The only primary energy resources that are increasing their share in the energy mix, moreover, and are projected to continue to do so, are zero-carbon resources.
This trend is vital for the cap on emissions to be reduced at the pace needed to meet the EU’s goal of climate neutrality, as set out in the European Green Deal. Adding renewables faster will also help reduce surplus emissions through the Market Stability Reserve, a mechanism that automatically removes emissions permits if emissions fall faster than anticipated.
Second, historic efficiency gains and increasing deployment of renewable generation is more than offsetting the additional demand imposed on the electricity grid. In 2020, 27 GW of new renewable generation from solar and wind power came on the grid in Europe. This exceeds the increase in electricity demand from EVs and heat pumps.
It is clear the numbers of EVs and heat pumps will only increase faster going forward to meet the goals of the European Green Deal and national targets, but the additional electricity demand this creates is still more than compensated for by growing renewable generation. In 2020, the EU generated 73 terrawatt hours (TWh) more renewable electricity than in 2019. At this rate, it will reach 730 TWh a year by 2030.

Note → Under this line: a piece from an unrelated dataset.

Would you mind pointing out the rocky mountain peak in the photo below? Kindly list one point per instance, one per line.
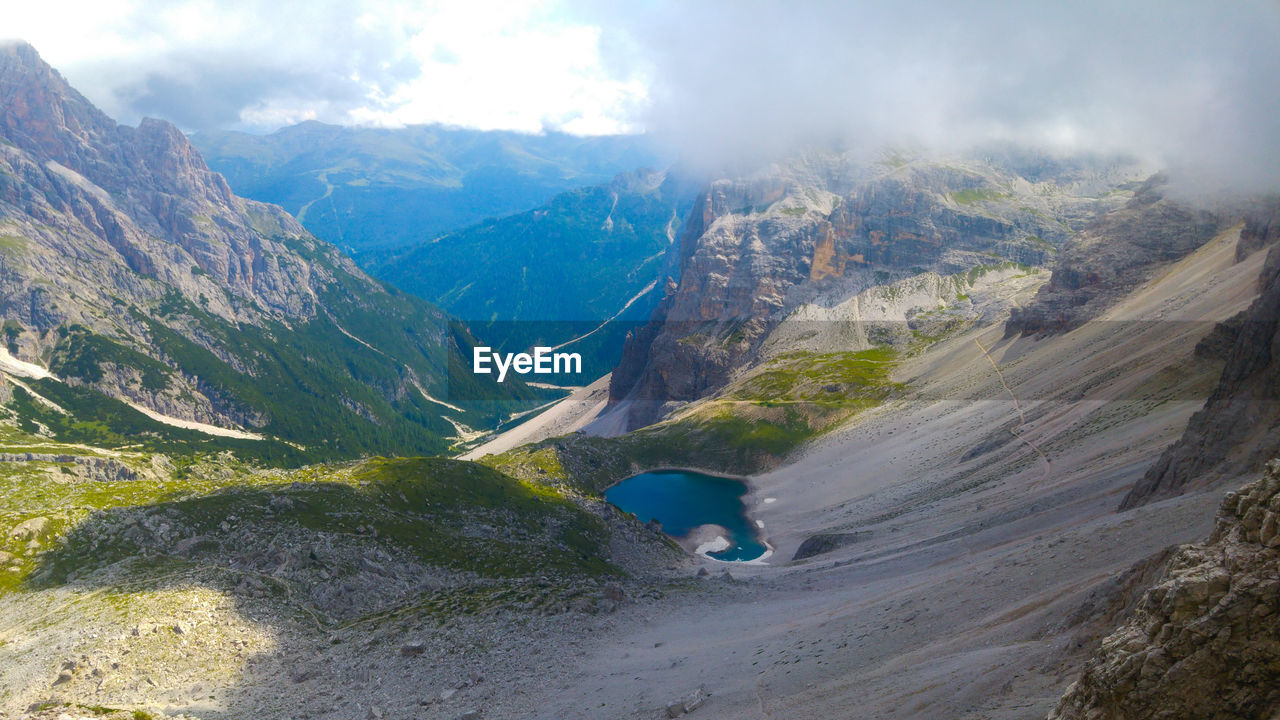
(42, 114)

Analysis by NGO Ember of National Energy and Climate Plans shows EU member states plan to almost double renewable electricity generation by 2030, mostly from wind and solar installations, for a total of approximately 800 TWh of new renewable generation.

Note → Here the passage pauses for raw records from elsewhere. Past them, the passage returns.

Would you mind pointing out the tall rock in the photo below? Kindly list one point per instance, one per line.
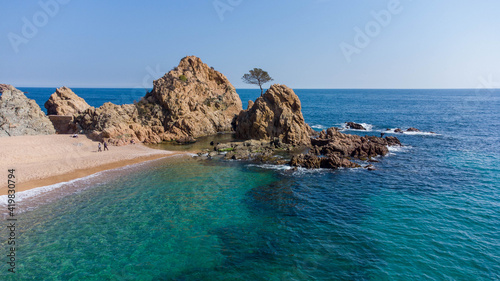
(197, 99)
(65, 102)
(190, 101)
(20, 115)
(276, 114)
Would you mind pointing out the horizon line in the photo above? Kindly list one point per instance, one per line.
(49, 87)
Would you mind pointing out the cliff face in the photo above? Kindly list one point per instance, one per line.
(197, 99)
(276, 114)
(65, 102)
(190, 101)
(20, 115)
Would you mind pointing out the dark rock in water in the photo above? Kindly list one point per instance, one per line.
(370, 167)
(355, 126)
(333, 149)
(185, 140)
(330, 161)
(393, 141)
(344, 145)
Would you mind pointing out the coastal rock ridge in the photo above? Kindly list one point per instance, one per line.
(20, 115)
(190, 101)
(274, 115)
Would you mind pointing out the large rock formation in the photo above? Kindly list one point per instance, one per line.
(197, 99)
(65, 102)
(20, 115)
(190, 101)
(276, 114)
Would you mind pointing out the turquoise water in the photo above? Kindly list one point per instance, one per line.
(430, 211)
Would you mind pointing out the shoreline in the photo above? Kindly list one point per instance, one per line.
(45, 160)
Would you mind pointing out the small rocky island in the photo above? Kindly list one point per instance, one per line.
(194, 100)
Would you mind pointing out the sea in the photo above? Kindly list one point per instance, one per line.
(430, 210)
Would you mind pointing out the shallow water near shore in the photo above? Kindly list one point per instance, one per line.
(429, 212)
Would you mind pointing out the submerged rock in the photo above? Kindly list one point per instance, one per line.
(331, 161)
(20, 115)
(275, 114)
(355, 126)
(333, 149)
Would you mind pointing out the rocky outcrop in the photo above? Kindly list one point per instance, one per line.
(276, 114)
(312, 161)
(333, 149)
(20, 115)
(197, 99)
(65, 102)
(356, 126)
(121, 124)
(190, 101)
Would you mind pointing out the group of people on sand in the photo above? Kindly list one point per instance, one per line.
(105, 144)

To meet the EU’s 55% emission reduction goals by 2030, the deployment rate will need to increase even further and the European Commission has just announced an increase in the renewable energy target from 32% to 40% in 2030. Compared with that, the International Energy Agency (IEA) believes EVs in Europe may consume between 110 and 187 TWh in 2030 if deployed in line with climate goals.
Recent research by the Commission’s Joint Research Centre (JRC) projects a total electricity demand of 454 TWh from heat pumps across the EU by 2030. Together, the electricity demand from heat pumps and EVs will be more than offset by new renewable electricity generation over the next decade.
Third, EV charging and heat pumps can be scheduled to run at times of high renewable electricity generation. Preheating homes overnight when there is a lot of offshore wind on the system is one way of minimising fossil generation. Studies have shown that heat pump operation and offshore wind generation coincide well.
EVs can be charged during the day, before peak hours, when there is a lot of solar generation. The flexibility of new electric loads such as EVs and heat pumps can be used to help integrate an increasing share of renewable energy and provide an opportunity to deploy renewables faster and further.
Arguments deployed against electrification on the grounds of carbon emissions do not add up.
Finally, attributing emissions to certain end uses such as electric cars and heat pumps but not to others is not credible. As Professor Martin Doppelbauer from the Karlsruhe Institute of Technology in Germany points out, the same argument would have to apply to all consumers newly connected to the electricity grid, provided there are alternative, non-electric technologies, because they also cause avoidable additional electricity consumption.
Buying an induction hob, electric underfloor heating, a new light bulb and an electric lawn mower all classify as new end uses – and all existing electric appliances were at some point new. It is impossible to determine at what point these end uses are no longer served by marginal generation.
The result of all this is that the arguments deployed against electrification on the grounds of carbon emissions do not add up. All scenarios modelled by the likes of the IEA at international level and reviews of European studies by the JRC agree electrification is a key pillar for decarbonisation, as it allows the direct use of renewable electricity. Being distracted by arguments on the basis of indefensible assumptions is counterproductive. Policymakers can better serve climate goals by rolling out heat pumps and EVs now.